Shocking Experimental Results

Consistent Performance Degradation

The experimental results completely overturned conventional wisdom:

Overall Average Performance:

• Direct Answering: 73.2% accuracy
• CoT Prompting: 68.7% accuracy (-4.5% degradation)
• ReAct: 65.3% accuracy (-7.9% degradation)
• Tree of Thoughts: 62.8% accuracy (-10.4% degradation)

Detailed Results by Model:

Scale-Independent Phenomenon

Surprisingly, this performance degradation appeared regardless of model size:

Performance by Parameter Count:

• Small models (7B-13B): -3.2% average degradation with CoT
• Medium models (30B-70B): -4.8% average degradation with CoT
• Large models (175B+): -5.1% average degradation with CoT

This suggests the problem isn’t simply due to insufficient model capacity.

Domain-Specific Analysis

Performance degradation varied by problem domain:

Most Severe Degradation:

• Sequence Transformation: -8.3% average degradation
• Pattern Recognition: -7.9% average degradation
• Logical Deduction: -6.4% average degradation

Relatively Mild Degradation:

• Mathematical Calculation: -2.1% average degradation
• Basic Arithmetic: -1.8% average degradation

This suggests CoT is particularly ineffective for pattern-based learning.

Theoretical Analysis: The Explicit-Implicit Duality

Core Theory

The research team explained this phenomenon through “Explicit-Implicit Duality”:

Explicit Reasoning: The step-by-step reasoning process that CoT attempts to provide Implicit Reasoning: The intuitive pattern recognition and learning process occurring within the model

The key insight is that these two processes can interfere with each other.

Interference Mechanism

1. Contextual Distance Increase CoT’s intermediate explanations increase “contextual distance” between demonstrations and final answers.
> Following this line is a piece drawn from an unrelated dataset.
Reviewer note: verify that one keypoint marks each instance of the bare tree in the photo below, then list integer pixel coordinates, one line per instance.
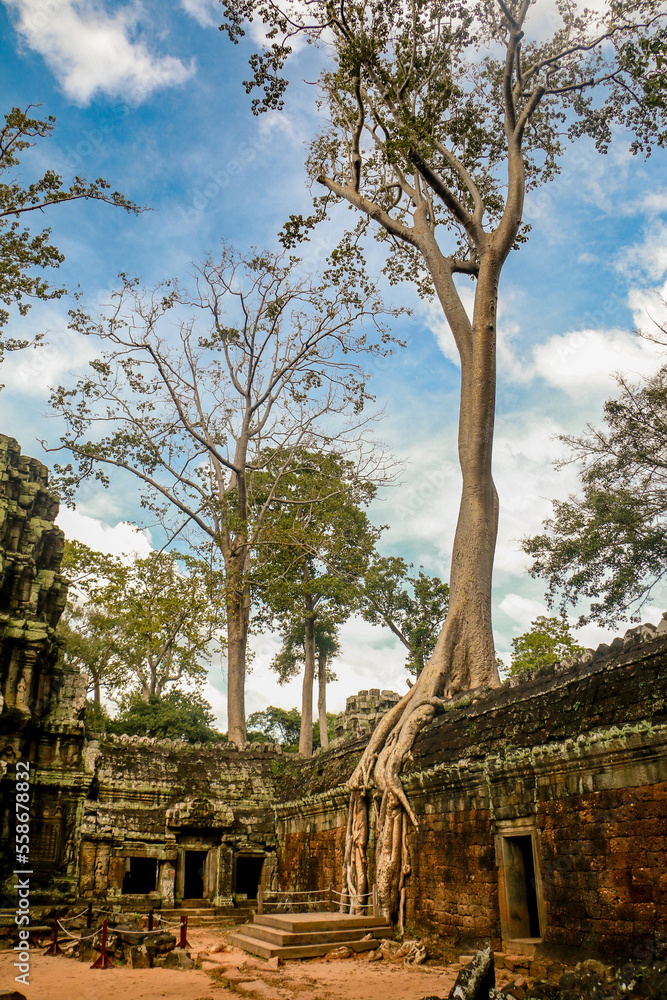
(441, 116)
(264, 363)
This can interfere with pattern recognition, the core mechanism of few-shot learning.

2. Noise from Weak Explicit Reasoning When models cannot actually perform meaningful explicit reasoning, the generated intermediate steps become noise that impedes the entire reasoning process.

3. Pattern Learning Disruption CoT’s emphasis on explicit steps can disrupt the model’s natural pattern recognition ability.

Experimental Validation

The research team verified this theory through controlled experiments:

Experiment 1: Contextual Distance Effect

• Short CoT (2-3 steps): -3.2% degradation
• Medium CoT (4-6 steps): -5.7% degradation
• Long CoT (7+ steps): -8.9% degradation

Experiment 2: Reasoning Quality Analysis

• Among CoT-generated reasoning steps, only 23% were logically valid
• 45% contained factual errors or logical fallacies
• 32% were meaningless repetition or formalistic expressions

The 2024 Challenge: “Chain of Thoughtlessness” Research Analysis

Research Overview and Experimental Design

“Chain of Thoughtlessness? An Analysis of CoT in Planning” published in May 2024 by Kaya Stechly, Karthik Valmeekam, and Subbarao Kambhampati from Arizona State University specifically analyzed CoT’s limitations in planning tasks.
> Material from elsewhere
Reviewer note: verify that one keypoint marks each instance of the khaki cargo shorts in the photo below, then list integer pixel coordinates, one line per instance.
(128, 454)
This research was particularly significant because it examined CoT’s generalization ability - arguably the most important aspect of any AI reasoning technique.

Blocksworld: The Perfect Testbed

The research team chose Blocksworld, a classic planning domain, as their primary testbed. This domain was ideal for several reasons:

Simplicity and Clarity: Blocksworld involves stacking and moving colored blocks, making it easy to understand what constitutes correct planning.
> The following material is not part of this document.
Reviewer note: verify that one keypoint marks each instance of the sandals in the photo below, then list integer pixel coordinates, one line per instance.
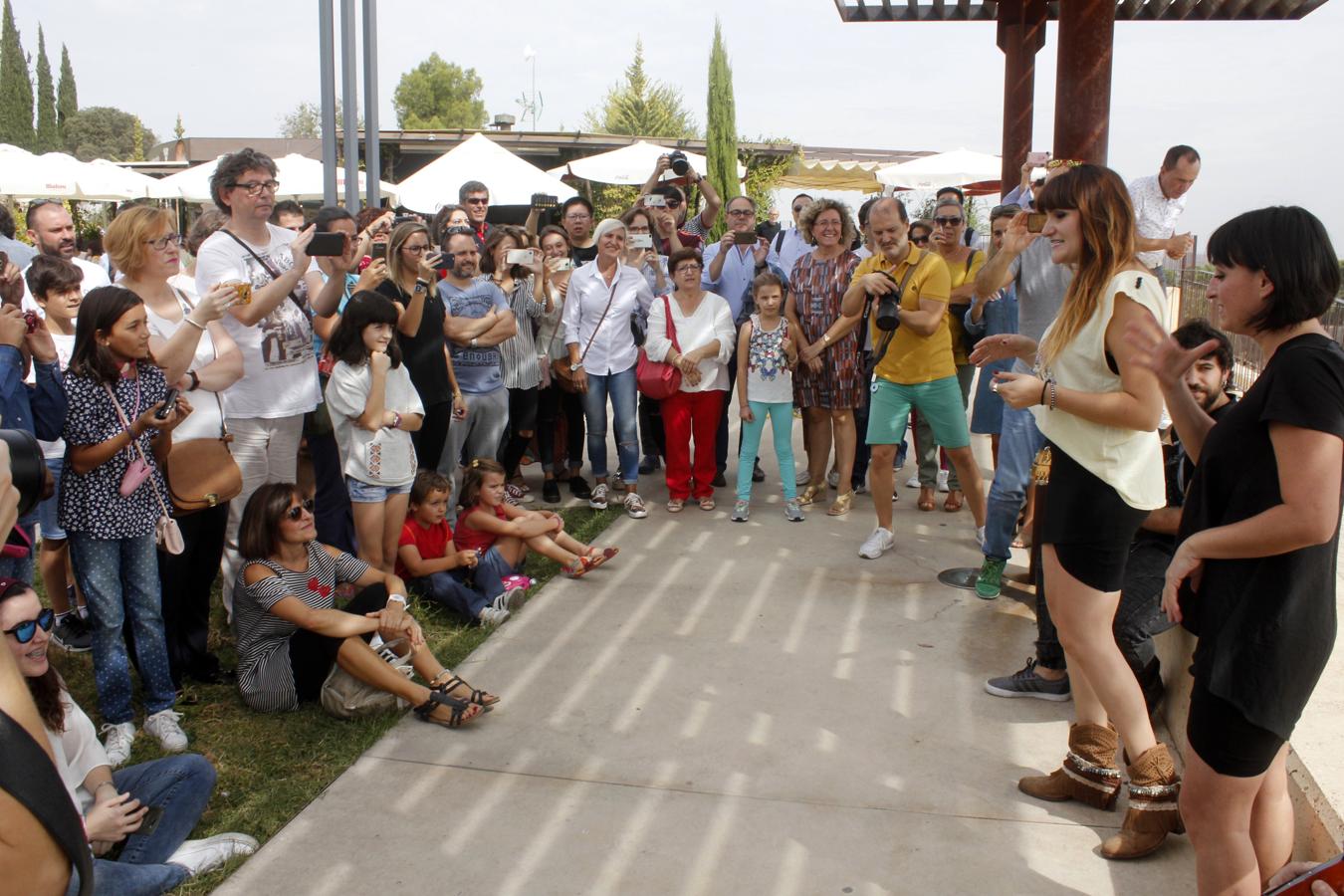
(460, 708)
(479, 697)
(841, 504)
Scalability: Problem difficulty can be systematically varied by changing the number of blocks and complexity of goal configurations.

Algorithmic Nature: Optimal solutions exist and can be computed, making it possible to objectively evaluate reasoning quality.

Shocking Results

The results were devastating for CoT’s reputation:

1. Extremely Limited Generalization CoT showed meaningful performance improvements only when prompts were extremely specialized to the problem class. Even slight variations in problem structure led to dramatic performance drops.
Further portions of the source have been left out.